AWARDS First-time writer wins Britain's Booker Prize



'Vernon God Little' is a satirical novel about contemporary America.
By BETH GARDINER
ASSOCIATED PRESS
LONDON -- Peter Finlay was watching television when the idea for his novel, "Vernon God Little," winner of this year's prestigious Booker Prize, came to him.
News footage showed a teenage boy -- the suspect in a school shooting -- climbing into a police car. Finlay, who wrote under the pen name D.B.C. Pierre, said in an interview recently that he started thinking about the adolescent's ruined life and wondering what was going through his mind.
Sharp satire
The result is a sharp, satirical look at contemporary America, a darkly comic novel written in the voice of a teenager who is falsely accused of a Texas school shooting. It was Finlay's first book, and it won Britain's biggest literary award Oct. 14.
Finlay said that "Vernon God Little" is shaped by "a dynamic of guilt and redemption" that comes from his own turbulent life. The $80,000 prize will go straight to his many creditors, he said.
Finlay, an Australian who now lives in Ireland, doesn't remember who the teenage suspect was or where the crime happened. But it prompted him to think about what happens in the wake of a highly public tragedy.
Vernon Little, 15, is the novel's central character, and his voice is biting and distinctive. Readers meet him just after his friend, Jesus Navarro, kills 16 high school students and himself in the fictional Texas town of Martirio. Blame falls on the innocent Vernon, who becomes the target of the town's wrath. Fearing he'll get the death penalty, he goes on the run.

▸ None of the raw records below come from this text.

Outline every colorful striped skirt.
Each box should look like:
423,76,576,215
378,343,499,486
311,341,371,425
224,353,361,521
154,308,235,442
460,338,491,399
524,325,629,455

The book pokes harsh fun at Texas trailer park inhabitants, whose excitement at their brush with television fame overpowers all else. The book also targets the sensationalistic journalists who offer the trailer park residents the spotlight.
Finlay said he also meant to satirize a condescending, caricatured view he thinks some people overseas have of the United States.
John Carey, chairman of the Booker judges, hailed the novel as "a coruscating black comedy reflecting our alarm, but also our fascination with modern America."
The initials in his pen name stand for "Dirty But Clean," a nickname he picked up as a teenager.